Arthritis is a joint condition that can be quite painful and hard to address.  These facts make the proper diagnosis of this disorder imperative to come up with a proper course of treatment to address the pain and inflammation it causes. Fortunately, there are many treatment choices one can avail of for all types of arthritis.

When you come in for a consultation with an arthritis specialist, the specialist may perform certain diagnostic tests on you which may involve x-rays and blood tests among others. These tests can be done on a health center or in a hospital.

X-ray – An X-ray machine is a perfect diagnostic tool when it comes to examining damage to the bones. Arthritis that severely affects the bones is termed osteoarthritis. This is a condition that is the result of the wear and tear on the body and is more likely found in elderly people. X-ray may not be as effective when it comes to examining rheumatoid arthritis. For RA, blood tests are done mainly to monitor iron deficiency anemia or to see what areas of the body are inflamed. Sometimes the specialist may also require extra tests like an MRI scan to better scan the body for symptoms of RA

After diagnosing arthritis, the specialist may refer the patient to occupational therapists, counselors or social workers to help the patient to transition to a healthier lifestyle.

Your physical exam will check your joints for any warmth, redness and swelling of the joints.  The range of motion of your joints will be tested. If the specialist suspects that you have arthritis, he may recommend you take some more tests.   Depending on the kind of arthritis suspected, the specialist may recommend the following tests:

Ultrasound – This diagnostic tool applies high-frequency sound waves to produce an image of fluid containing structures called bursae, cartilage and soft tissues. Ultrasound is also utilized to place the needles properly for injections and joint aspirations.

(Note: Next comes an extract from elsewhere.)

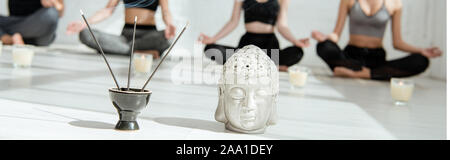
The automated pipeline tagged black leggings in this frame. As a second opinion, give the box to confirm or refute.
[317,40,430,80]
[205,32,303,66]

Laboratory tests – Body fluids such as joint blood, urine and blood fluids are analysed to determine whether you have arthritis or not. The specialist will clean and topically anesthesize the area where a sample of your joint fluid will be taken. A needle is inserted into the skin onto the joint space to collect joint fluid samples.

Computerized tomography – This test is commonly called a CT scan. CT scans are a bunch of x-ray photographs when combined create composite images of internal structures.  CT scans can produce images of soft tissues and bones.

MRI or Magnetic resonance imaging – Uses both magnetic fields and radio waves to produce cross-sectional pictures of ligaments, tendons and cartilage.

Arthroscopy – An arthroscope is used to send images of your joints to a screen display.